At a Tuesday event in Abu Dhabi, Nokia(s nok) is expected to launch a half-dozen new mobile devices running on Microsoft(s msft) software. The plans were reported by the Wall Street Journal on Monday, and if true, represent the first major product launch since Nokia agreed to sell its handset division to Microsoft for $7.17 billion.
A few of the products have already been rumored and leaked. Nokia’s first effort at a Windows RT tablet is expected to debut for $499 with an integrated LTE option on Verizon’s(s vz)(s vod) network. A large handset, perhaps as big as 6-inches in size, is also a likely new product candidate; particularly since Microsoft last week announced Windows Phone support for larger, full HD displays.
With these and additional products, Microsoft gains more breadth in device form factors and sizes. Most Windows Phone products from partners other than Nokia have been “phoned in,” for lack of a better term: Bland devices that don’t differentiate them from any other handsets. Windows RT partners have been calling it quits as well since there hasn’t been great demand for a cut-down version of Windows without legacy app support.
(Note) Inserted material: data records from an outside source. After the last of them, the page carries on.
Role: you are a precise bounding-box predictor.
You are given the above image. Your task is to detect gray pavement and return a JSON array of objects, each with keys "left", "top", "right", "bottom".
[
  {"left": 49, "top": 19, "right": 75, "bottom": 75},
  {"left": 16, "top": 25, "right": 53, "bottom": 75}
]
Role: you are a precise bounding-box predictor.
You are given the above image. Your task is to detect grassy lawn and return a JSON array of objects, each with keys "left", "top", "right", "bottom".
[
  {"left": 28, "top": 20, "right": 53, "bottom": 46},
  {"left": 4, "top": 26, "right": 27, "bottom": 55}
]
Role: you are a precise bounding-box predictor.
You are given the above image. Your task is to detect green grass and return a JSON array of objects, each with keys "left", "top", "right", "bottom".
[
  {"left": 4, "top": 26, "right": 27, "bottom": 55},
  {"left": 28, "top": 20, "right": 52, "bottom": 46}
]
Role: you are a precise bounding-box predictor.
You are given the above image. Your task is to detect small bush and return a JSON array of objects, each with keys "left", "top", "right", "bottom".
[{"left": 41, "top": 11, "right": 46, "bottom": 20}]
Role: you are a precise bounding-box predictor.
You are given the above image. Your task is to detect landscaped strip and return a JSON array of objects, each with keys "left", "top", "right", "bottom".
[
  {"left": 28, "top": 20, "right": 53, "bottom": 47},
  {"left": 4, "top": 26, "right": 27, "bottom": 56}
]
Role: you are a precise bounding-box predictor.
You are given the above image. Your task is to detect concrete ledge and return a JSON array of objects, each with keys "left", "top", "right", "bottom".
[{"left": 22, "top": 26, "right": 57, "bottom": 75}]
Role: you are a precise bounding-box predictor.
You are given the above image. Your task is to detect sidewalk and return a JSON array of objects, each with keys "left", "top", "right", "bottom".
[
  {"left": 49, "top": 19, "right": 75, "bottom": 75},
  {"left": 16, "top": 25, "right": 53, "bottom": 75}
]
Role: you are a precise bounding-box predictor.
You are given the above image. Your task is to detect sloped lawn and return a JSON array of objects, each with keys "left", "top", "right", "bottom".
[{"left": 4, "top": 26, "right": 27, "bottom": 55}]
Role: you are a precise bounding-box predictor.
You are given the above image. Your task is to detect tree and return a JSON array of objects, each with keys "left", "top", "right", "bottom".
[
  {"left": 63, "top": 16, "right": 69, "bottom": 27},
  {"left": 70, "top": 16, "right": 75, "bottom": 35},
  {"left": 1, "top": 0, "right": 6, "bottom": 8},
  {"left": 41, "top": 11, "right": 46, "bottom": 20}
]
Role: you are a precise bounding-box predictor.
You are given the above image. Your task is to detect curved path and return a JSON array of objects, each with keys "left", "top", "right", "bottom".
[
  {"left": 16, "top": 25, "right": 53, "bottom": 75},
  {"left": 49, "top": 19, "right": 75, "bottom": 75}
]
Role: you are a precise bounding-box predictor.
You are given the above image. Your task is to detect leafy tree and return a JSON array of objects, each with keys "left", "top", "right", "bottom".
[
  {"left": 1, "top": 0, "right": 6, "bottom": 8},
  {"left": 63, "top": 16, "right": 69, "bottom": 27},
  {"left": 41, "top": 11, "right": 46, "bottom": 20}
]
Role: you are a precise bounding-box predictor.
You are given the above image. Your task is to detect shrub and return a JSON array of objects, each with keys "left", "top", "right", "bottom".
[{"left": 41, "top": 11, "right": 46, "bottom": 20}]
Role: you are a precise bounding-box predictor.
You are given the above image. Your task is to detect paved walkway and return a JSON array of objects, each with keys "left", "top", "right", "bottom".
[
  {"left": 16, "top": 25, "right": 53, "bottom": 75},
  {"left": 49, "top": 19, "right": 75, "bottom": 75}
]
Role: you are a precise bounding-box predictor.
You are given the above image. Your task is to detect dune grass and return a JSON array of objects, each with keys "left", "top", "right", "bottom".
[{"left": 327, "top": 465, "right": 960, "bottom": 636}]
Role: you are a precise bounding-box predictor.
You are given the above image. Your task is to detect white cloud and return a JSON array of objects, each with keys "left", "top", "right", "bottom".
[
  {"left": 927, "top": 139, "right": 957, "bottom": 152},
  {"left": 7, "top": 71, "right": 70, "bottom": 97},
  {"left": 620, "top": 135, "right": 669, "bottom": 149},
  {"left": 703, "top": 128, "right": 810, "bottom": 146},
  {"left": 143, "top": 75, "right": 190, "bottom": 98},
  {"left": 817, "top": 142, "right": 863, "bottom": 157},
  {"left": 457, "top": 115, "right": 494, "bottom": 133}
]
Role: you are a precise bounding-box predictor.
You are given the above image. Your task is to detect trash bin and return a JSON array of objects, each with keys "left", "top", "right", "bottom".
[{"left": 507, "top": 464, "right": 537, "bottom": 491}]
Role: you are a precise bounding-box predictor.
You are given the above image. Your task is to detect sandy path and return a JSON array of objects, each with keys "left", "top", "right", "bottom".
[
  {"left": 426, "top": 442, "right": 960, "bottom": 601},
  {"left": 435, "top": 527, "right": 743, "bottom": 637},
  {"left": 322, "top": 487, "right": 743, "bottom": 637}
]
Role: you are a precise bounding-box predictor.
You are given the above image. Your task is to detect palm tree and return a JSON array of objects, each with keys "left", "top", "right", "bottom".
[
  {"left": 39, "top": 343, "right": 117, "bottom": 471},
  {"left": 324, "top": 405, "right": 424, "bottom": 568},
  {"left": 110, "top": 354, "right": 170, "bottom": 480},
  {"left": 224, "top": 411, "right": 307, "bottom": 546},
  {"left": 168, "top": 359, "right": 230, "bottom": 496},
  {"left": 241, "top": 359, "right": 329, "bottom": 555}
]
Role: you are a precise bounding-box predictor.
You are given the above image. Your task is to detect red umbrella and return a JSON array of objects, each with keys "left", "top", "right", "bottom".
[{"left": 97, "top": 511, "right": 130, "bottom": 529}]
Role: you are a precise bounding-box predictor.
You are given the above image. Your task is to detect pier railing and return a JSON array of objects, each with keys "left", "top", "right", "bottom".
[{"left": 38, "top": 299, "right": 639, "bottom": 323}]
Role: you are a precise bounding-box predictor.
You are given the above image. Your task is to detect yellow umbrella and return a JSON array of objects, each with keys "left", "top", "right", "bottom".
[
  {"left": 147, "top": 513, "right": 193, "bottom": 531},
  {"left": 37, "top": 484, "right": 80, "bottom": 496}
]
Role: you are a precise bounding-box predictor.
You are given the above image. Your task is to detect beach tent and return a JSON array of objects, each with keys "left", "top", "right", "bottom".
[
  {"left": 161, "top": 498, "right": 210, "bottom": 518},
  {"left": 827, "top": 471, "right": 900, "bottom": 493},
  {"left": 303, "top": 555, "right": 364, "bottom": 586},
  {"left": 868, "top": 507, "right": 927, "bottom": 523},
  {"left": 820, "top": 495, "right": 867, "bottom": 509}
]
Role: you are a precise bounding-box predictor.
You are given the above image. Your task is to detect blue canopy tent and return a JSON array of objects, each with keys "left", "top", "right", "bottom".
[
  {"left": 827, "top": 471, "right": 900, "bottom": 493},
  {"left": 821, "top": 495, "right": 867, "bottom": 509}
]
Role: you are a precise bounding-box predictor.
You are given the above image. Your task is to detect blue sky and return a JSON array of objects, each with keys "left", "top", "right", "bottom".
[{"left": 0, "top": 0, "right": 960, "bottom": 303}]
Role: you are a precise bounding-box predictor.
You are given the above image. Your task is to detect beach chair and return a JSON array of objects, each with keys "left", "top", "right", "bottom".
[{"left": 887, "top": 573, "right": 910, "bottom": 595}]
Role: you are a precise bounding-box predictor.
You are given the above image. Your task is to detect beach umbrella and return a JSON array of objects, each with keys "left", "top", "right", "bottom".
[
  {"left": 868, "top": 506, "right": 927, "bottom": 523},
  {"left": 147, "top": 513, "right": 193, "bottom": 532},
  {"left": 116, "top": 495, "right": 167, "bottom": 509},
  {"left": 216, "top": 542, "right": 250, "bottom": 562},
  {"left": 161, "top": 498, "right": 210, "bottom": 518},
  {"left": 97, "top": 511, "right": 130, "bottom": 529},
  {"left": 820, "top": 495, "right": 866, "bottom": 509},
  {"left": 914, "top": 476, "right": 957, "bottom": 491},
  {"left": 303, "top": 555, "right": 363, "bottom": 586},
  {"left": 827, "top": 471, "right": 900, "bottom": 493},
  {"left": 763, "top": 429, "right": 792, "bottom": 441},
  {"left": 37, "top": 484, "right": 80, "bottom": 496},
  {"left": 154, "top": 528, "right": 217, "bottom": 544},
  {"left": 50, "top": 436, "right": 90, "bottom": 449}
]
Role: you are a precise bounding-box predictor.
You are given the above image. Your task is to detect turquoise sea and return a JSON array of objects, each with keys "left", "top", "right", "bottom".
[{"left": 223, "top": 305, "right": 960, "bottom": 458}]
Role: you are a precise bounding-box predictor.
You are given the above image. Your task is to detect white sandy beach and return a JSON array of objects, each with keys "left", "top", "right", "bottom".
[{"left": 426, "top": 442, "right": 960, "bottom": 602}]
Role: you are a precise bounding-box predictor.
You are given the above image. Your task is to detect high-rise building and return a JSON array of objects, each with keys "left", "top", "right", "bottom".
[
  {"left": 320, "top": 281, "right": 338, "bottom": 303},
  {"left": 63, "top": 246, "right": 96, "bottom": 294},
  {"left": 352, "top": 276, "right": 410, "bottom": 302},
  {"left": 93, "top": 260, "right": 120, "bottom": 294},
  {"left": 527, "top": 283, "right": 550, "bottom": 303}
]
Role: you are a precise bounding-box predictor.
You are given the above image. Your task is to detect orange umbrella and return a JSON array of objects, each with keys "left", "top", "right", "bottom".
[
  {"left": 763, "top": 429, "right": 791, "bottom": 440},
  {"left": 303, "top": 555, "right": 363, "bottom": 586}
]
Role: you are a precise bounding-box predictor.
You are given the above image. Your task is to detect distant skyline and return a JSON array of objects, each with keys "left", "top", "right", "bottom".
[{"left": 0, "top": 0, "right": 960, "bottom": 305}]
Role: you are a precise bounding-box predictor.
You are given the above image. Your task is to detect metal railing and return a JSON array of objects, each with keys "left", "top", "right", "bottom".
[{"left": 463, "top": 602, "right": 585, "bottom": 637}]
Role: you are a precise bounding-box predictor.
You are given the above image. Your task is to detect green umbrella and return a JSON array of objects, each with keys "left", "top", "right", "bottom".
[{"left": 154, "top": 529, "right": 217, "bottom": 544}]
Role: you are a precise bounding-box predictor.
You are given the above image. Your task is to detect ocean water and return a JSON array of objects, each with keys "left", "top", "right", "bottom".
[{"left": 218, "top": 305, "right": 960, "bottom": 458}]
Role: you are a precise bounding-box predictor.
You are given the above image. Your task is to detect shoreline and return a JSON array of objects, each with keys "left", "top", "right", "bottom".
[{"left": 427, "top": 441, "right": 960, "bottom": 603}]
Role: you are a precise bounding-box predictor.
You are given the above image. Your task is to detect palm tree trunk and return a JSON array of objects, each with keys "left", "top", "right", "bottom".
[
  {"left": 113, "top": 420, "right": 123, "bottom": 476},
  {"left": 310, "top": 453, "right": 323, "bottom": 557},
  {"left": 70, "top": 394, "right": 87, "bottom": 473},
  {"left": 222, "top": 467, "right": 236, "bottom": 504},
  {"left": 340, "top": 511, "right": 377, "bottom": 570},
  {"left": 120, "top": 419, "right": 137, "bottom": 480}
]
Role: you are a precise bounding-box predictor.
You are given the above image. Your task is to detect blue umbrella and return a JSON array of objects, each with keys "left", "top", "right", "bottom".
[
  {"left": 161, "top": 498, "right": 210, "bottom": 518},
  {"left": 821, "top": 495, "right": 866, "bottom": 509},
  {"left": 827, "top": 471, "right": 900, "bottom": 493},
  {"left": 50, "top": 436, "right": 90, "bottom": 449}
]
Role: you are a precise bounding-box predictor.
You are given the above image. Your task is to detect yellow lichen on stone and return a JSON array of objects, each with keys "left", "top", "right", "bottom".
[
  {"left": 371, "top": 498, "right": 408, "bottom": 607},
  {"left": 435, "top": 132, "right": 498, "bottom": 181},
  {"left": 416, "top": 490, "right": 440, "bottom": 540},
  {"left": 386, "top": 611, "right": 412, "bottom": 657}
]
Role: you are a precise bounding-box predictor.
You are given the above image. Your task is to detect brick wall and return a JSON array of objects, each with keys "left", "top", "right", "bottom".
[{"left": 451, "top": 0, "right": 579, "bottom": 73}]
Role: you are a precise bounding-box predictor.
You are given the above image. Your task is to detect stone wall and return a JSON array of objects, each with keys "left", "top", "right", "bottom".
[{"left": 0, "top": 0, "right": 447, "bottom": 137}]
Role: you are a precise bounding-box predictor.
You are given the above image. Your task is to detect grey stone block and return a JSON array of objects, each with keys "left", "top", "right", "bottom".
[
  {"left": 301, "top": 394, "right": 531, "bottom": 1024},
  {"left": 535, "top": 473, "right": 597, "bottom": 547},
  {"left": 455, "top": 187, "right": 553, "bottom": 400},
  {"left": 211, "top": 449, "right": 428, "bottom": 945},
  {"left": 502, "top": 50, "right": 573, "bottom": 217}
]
The interesting aspect here is that Nokia is stepping up while all other Microsoft partners are stepping out. When Microsoft decided to get into the hardware market with its own product last year — the Surface tablets — it was clear that hardware partners felt that Microsoft was competing against them.
So few decided to build Windows Phones and those that initially built RT tablets are no longer doing so. There are other reasons for that — a relative lack of success compared to devices on other platforms — but competition from Microsoft is surely part of the scenario.
Now that Microsoft owns a mobile hardware division in Nokia, it really doesn’t need those partners any longer. The company is all in with Nokia. And that’s partially why Nokia’s ex-CEO, Stephen Elop — who is once again a Microsoft employee — is an obvious name in the running to replace Steve Ballmer. Sure, there are other potentials, but if new Nokia devices running Microsoft software starts to sell in growing quantities, Elop may be a shoe-in for CEO of Microsoft, the new “devices and services” company.